Loie Hollowell's Standing in Blue (2018), which was exhibited at "Plumb Lines" in 2019. Photo: Courtesy of the artist and Pace Gallery

Still, Hollowell remains grounded. “I know that Pace has been able to sell my work, which I really appreciate, but I definitely don’t feel especially popular,” she says. “Since having kids I have been so out of touch. My brain is so far away from the glitz of the art world.” The quarantine also served as a welcome break from the demands of her career. “There was so much pain and sadness everywhere, I wasn’t feeling the need to show my work to an Instagram community.

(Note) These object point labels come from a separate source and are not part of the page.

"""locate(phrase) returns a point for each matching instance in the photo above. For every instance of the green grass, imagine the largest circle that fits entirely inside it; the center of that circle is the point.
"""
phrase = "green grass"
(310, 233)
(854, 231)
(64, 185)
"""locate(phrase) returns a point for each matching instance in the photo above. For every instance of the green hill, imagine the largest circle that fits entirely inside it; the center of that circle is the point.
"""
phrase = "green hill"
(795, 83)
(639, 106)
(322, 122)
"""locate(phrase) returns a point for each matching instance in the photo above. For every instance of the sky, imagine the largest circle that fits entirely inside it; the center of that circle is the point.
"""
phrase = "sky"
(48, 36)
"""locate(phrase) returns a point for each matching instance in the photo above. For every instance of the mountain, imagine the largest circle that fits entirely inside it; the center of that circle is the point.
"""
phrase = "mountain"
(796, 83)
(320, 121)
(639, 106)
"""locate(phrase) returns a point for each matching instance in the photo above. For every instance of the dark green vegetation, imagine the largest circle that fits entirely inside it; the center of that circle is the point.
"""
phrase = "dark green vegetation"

I didn’t have that immediate depression or gratification that comes with posting something and getting comments, which was freeing.”

Loie Hollowell, Trickle Down, March 24, 2020. Photo: Courtesy of the artist and Pace Gallery

Loie Hollowell, Postpartum Belly Void, May 27, 2020. Photo: Courtesy of the artist and Pace Gallery

As so many artists and creatives have noticed during this time, artmaking was an important healing tool. “Having a creative outlet is such a saving grace in really hard times,” says Hollowell from her studio, which she’s been able to return to with restrictions. “All different trials and tribulations I have gone through, art has always been a source of meditation and calm—and drawing specially, direct and pure.”

“Going Soft” is on view at Pace Gallery through July 14. 

Cover: Loie Hollowell, *Birth, perspective from above and below,* June 5, 2020.